A few thoughts:
Medieval societies are often said to have spent about 90% of their workforce on farming. That would translate to 90% being Laborers. Most human societies had 2% warriors at any given time, which would probably mean around 5% of people being trained that way. The remaining 5 % would be the ruling caste (those members of it that are not Fighters, that is) and the clerus, or clerics and monks and the like.
In many magic systems, you'd find a lot of options to save laborers. While RoleMaster Unified has the option to rapidly grow crops (with the Druid base list Plant Mastery), I cannot find any spells that will really help with actually collecting the grain. The Closed Essence list Rapid Ways might save you some time, it is not an actual mutiplier due to MP cost, relatively low impact (just +25% speed for a few rounds). No masses of summonable working spirits to support the realm on an industrial scale are available either – I take the liberty to rule out necromancy here, and we don't have constructs or the like yet.
So, no great change for the vast majority of people from the existence of magic?
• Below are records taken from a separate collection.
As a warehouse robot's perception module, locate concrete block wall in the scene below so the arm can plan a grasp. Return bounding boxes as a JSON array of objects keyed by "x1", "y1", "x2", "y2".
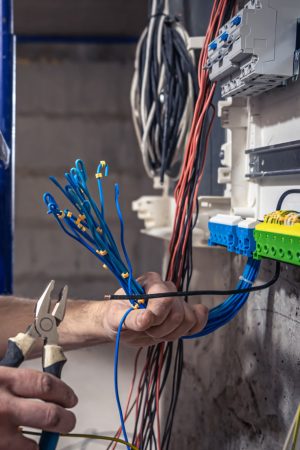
[
  {"x1": 15, "y1": 47, "x2": 160, "y2": 298},
  {"x1": 15, "y1": 45, "x2": 161, "y2": 450}
]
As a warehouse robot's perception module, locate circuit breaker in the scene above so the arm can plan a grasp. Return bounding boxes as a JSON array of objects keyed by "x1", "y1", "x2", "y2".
[{"x1": 206, "y1": 0, "x2": 300, "y2": 97}]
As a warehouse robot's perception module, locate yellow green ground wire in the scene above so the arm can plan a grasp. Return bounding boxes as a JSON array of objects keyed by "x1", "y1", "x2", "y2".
[{"x1": 22, "y1": 430, "x2": 139, "y2": 450}]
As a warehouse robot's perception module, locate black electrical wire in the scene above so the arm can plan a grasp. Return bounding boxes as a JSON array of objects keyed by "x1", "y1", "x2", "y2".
[
  {"x1": 276, "y1": 189, "x2": 300, "y2": 211},
  {"x1": 105, "y1": 261, "x2": 280, "y2": 300}
]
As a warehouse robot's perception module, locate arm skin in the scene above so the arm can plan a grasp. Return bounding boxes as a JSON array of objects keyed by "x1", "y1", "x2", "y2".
[
  {"x1": 0, "y1": 272, "x2": 207, "y2": 450},
  {"x1": 0, "y1": 272, "x2": 207, "y2": 357}
]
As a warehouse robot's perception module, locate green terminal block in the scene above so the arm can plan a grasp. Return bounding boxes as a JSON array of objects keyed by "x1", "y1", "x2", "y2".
[{"x1": 253, "y1": 223, "x2": 300, "y2": 266}]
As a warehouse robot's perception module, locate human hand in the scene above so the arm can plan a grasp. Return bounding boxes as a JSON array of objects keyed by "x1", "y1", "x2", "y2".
[
  {"x1": 102, "y1": 272, "x2": 208, "y2": 346},
  {"x1": 0, "y1": 367, "x2": 77, "y2": 450}
]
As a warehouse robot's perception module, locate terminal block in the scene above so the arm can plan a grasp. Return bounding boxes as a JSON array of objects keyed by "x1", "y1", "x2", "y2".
[
  {"x1": 208, "y1": 214, "x2": 258, "y2": 256},
  {"x1": 206, "y1": 0, "x2": 300, "y2": 97},
  {"x1": 253, "y1": 222, "x2": 300, "y2": 266},
  {"x1": 208, "y1": 214, "x2": 241, "y2": 252},
  {"x1": 235, "y1": 219, "x2": 258, "y2": 257}
]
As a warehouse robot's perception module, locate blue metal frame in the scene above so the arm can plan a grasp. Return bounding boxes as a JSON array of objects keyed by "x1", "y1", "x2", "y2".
[{"x1": 0, "y1": 0, "x2": 15, "y2": 294}]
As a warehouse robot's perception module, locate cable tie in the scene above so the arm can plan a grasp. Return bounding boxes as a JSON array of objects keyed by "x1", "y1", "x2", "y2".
[
  {"x1": 75, "y1": 214, "x2": 86, "y2": 227},
  {"x1": 121, "y1": 272, "x2": 129, "y2": 279},
  {"x1": 96, "y1": 250, "x2": 107, "y2": 256},
  {"x1": 77, "y1": 223, "x2": 86, "y2": 231},
  {"x1": 239, "y1": 275, "x2": 253, "y2": 284},
  {"x1": 57, "y1": 211, "x2": 65, "y2": 219}
]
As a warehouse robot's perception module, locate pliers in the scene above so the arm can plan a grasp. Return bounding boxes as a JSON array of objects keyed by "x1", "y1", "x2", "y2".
[{"x1": 0, "y1": 280, "x2": 68, "y2": 450}]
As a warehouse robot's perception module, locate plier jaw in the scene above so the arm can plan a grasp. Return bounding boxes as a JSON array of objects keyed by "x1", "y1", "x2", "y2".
[{"x1": 33, "y1": 280, "x2": 68, "y2": 345}]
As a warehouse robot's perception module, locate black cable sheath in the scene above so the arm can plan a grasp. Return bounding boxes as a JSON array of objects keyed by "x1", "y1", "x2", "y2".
[{"x1": 105, "y1": 261, "x2": 280, "y2": 300}]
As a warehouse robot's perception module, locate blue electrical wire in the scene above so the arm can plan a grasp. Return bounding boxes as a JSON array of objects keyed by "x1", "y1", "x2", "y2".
[
  {"x1": 182, "y1": 258, "x2": 260, "y2": 339},
  {"x1": 114, "y1": 308, "x2": 133, "y2": 450},
  {"x1": 44, "y1": 160, "x2": 260, "y2": 450},
  {"x1": 44, "y1": 160, "x2": 147, "y2": 450}
]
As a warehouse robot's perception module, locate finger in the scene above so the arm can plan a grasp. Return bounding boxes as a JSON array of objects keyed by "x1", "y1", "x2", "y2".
[
  {"x1": 146, "y1": 302, "x2": 187, "y2": 339},
  {"x1": 11, "y1": 397, "x2": 76, "y2": 433},
  {"x1": 9, "y1": 369, "x2": 78, "y2": 408},
  {"x1": 147, "y1": 302, "x2": 197, "y2": 341},
  {"x1": 8, "y1": 431, "x2": 39, "y2": 450},
  {"x1": 187, "y1": 305, "x2": 208, "y2": 335}
]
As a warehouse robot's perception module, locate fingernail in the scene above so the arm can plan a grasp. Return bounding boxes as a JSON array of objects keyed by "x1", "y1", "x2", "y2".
[{"x1": 70, "y1": 392, "x2": 78, "y2": 406}]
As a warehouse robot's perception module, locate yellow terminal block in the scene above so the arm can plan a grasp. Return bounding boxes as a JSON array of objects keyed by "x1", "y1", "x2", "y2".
[
  {"x1": 122, "y1": 272, "x2": 129, "y2": 278},
  {"x1": 253, "y1": 222, "x2": 300, "y2": 266}
]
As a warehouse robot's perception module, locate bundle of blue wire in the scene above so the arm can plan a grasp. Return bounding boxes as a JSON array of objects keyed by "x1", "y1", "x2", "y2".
[
  {"x1": 182, "y1": 258, "x2": 260, "y2": 339},
  {"x1": 44, "y1": 159, "x2": 147, "y2": 450},
  {"x1": 44, "y1": 159, "x2": 260, "y2": 448}
]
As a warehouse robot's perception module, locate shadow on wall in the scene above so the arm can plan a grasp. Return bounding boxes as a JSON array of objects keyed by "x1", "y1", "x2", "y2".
[{"x1": 168, "y1": 258, "x2": 300, "y2": 450}]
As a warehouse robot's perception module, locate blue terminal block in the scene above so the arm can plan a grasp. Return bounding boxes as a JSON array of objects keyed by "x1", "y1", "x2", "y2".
[
  {"x1": 208, "y1": 214, "x2": 241, "y2": 252},
  {"x1": 236, "y1": 219, "x2": 259, "y2": 257},
  {"x1": 220, "y1": 31, "x2": 229, "y2": 42},
  {"x1": 231, "y1": 16, "x2": 242, "y2": 27},
  {"x1": 208, "y1": 214, "x2": 258, "y2": 257},
  {"x1": 208, "y1": 41, "x2": 218, "y2": 50}
]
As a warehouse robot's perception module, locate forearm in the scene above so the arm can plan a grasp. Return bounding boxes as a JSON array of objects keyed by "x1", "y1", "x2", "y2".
[{"x1": 0, "y1": 296, "x2": 112, "y2": 358}]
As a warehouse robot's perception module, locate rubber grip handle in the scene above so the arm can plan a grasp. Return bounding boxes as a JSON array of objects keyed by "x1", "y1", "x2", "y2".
[
  {"x1": 0, "y1": 339, "x2": 24, "y2": 367},
  {"x1": 43, "y1": 361, "x2": 66, "y2": 378},
  {"x1": 39, "y1": 345, "x2": 66, "y2": 450}
]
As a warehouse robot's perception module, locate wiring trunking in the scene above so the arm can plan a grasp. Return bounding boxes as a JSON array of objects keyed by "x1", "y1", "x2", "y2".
[
  {"x1": 207, "y1": 0, "x2": 300, "y2": 97},
  {"x1": 134, "y1": 0, "x2": 300, "y2": 265}
]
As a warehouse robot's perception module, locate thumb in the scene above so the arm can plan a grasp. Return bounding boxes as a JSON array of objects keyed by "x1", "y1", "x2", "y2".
[{"x1": 125, "y1": 309, "x2": 155, "y2": 331}]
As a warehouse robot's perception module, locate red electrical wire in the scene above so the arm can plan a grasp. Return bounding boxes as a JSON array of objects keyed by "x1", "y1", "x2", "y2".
[{"x1": 112, "y1": 0, "x2": 234, "y2": 450}]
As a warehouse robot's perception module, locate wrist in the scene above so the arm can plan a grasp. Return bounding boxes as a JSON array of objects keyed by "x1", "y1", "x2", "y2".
[{"x1": 59, "y1": 300, "x2": 111, "y2": 349}]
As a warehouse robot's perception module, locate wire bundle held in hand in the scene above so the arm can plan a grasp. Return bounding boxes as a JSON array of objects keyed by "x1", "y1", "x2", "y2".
[
  {"x1": 44, "y1": 159, "x2": 146, "y2": 450},
  {"x1": 131, "y1": 0, "x2": 197, "y2": 181}
]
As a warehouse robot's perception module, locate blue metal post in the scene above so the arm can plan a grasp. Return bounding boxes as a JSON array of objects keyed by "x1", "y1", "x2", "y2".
[{"x1": 0, "y1": 0, "x2": 15, "y2": 294}]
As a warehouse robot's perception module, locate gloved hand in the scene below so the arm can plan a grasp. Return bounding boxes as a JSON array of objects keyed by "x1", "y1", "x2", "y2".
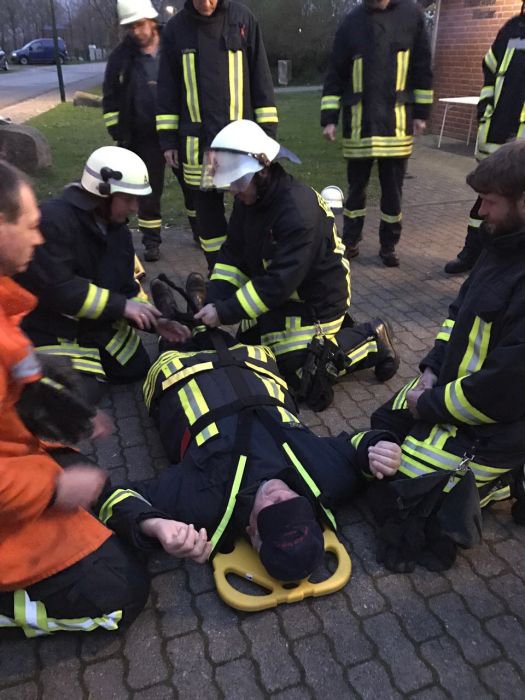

It kind of seems so. What RMU magic (as it is now) allows you is to live on less land, but NOT with fewer hands.
Thus for the vast majority of people, nothing changes in any of the three states.
Sure, there might be a few "combat engineers" called "Magicians", and medical care is dramatically better, but the gains from that will not be multiplicative, merely slightly increase output by a few percent, as they are largely canceled out by the losses to other people using malevolent magic.
Unlike in some other systems, we wouldn't get an "magical-industrial complex" of people changing the world akin to an industrial revolution.